Empfehlung des Tages: Billotin – Nackt
Der Titel „Nackt“ vermittelt schon: Das wird wahrscheinlich ein ehrlicher Song. Richtig geraten, Billotin setzt sich in seiner ersten Single ganz offen mit seinen Problemen, eine funktionierende Beziehung zu finden, auseinander und spricht damit der von Situationships geplagten Gen Z aus der Seele. Er beschreibt, wie beide Parteien wissen, dass es für Liebe eigentlich nicht gut genug passt, aber die Angst vorm Alleinsein lähmt sie. Keine Entscheidungen, nur Fragen: „Wären gerne Freunde, warum liegst du jetzt nackt neben mir?“
Dabei bleibt vor allem das fuzzige Gitarrenriff im Kopf, das im Kontrast zum smoothen Pop-Instrumental steht. Gegen Ende hat die Gitarre sogar so etwas wie ein Mini-Solo, das klingt wie Kabels, das nicht richtig in den Gitarreninput gesteckt wird – was die Connection-Probleme im Text ganz schön widerspiegelt.
Therapie durch Songwriting und Abgeschiedenheit
Aber wer ist eigentlich dieser Billotin, der es wagt, uns schon in seiner Debüt-Single so ungeschönt den Spiegel vorzuhalten? Ein junger Singer-Songwriter, Billotin ist der Nachname, René der Vorname. Den Song „Nackt“ nahm er gemeinsam mit dem Produzenten Aljoscha Christenhuß in einer Hütte in Schweden auf. Die Abgeschiedenheit schien dabei hilfreich gewesen zu sein, seine Gefühle und Lebensumstände zu reflektieren.

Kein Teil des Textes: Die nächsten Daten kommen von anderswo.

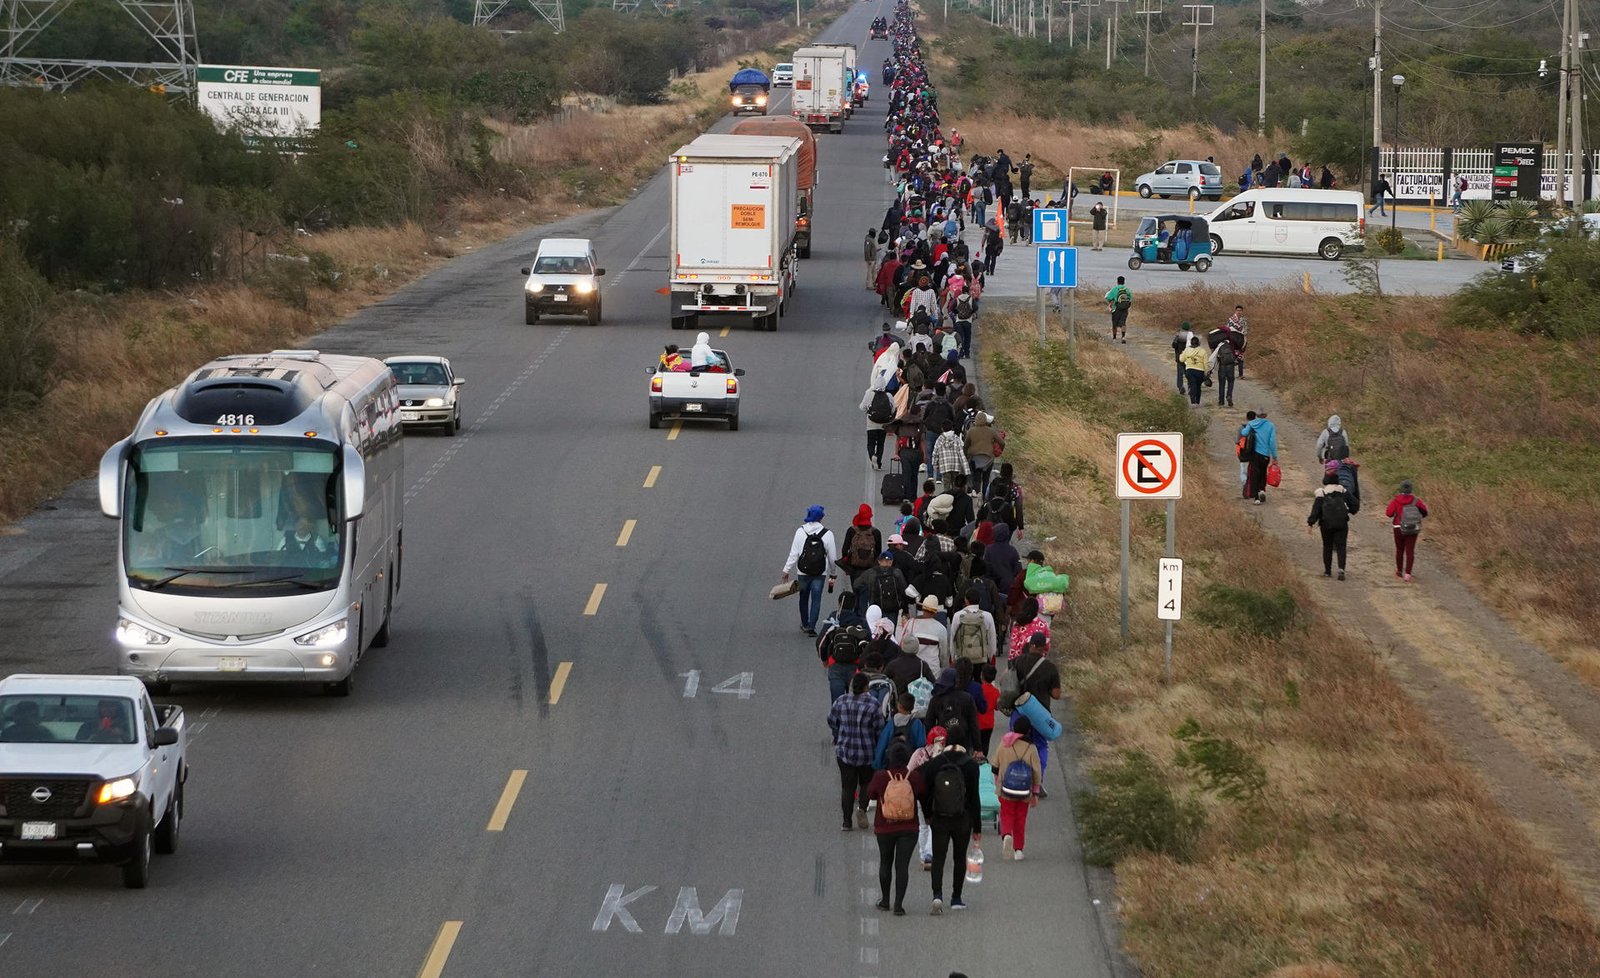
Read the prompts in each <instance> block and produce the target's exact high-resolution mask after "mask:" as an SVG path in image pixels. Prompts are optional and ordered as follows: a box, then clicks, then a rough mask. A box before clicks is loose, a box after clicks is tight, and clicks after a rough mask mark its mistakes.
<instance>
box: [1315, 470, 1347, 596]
mask: <svg viewBox="0 0 1600 978" xmlns="http://www.w3.org/2000/svg"><path fill="white" fill-rule="evenodd" d="M1318 525H1320V527H1322V576H1325V578H1331V576H1333V557H1334V554H1338V555H1339V579H1341V581H1342V579H1344V549H1346V544H1347V541H1349V535H1350V503H1349V498H1347V496H1346V493H1344V487H1342V485H1339V474H1338V471H1334V472H1328V474H1326V475H1323V477H1322V485H1320V487H1317V495H1315V496H1312V501H1310V515H1307V517H1306V533H1310V528H1312V527H1318Z"/></svg>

Als Billotin nach dem Studium nach Hamburg zog und ein Praktikum begann, merkte er bald, dass er sich auf Musik konzentrieren muss, sonst drohte seine mentale Gesundheit, ihm einen Strich durch die Rechnung zu machen: „Heute weiß ich: Das war ein klares Warnsignal, es war alles zu viel… Vor allem habe ich mich zu wenig um die Dinge gekümmert, die mir wirklich wichtig waren. Ich habe meine Musik schleifen lassen und die Unzufriedenheit darüber hat sich in diesen Ängsten und Panikattacken geäußert.“ Gut, dass er das erkannt hat und uns ab jetzt mit mehr Musik beliefern wird. Seine erste EP mit dem Titel „Extroinvertiert“ erscheint im Juni.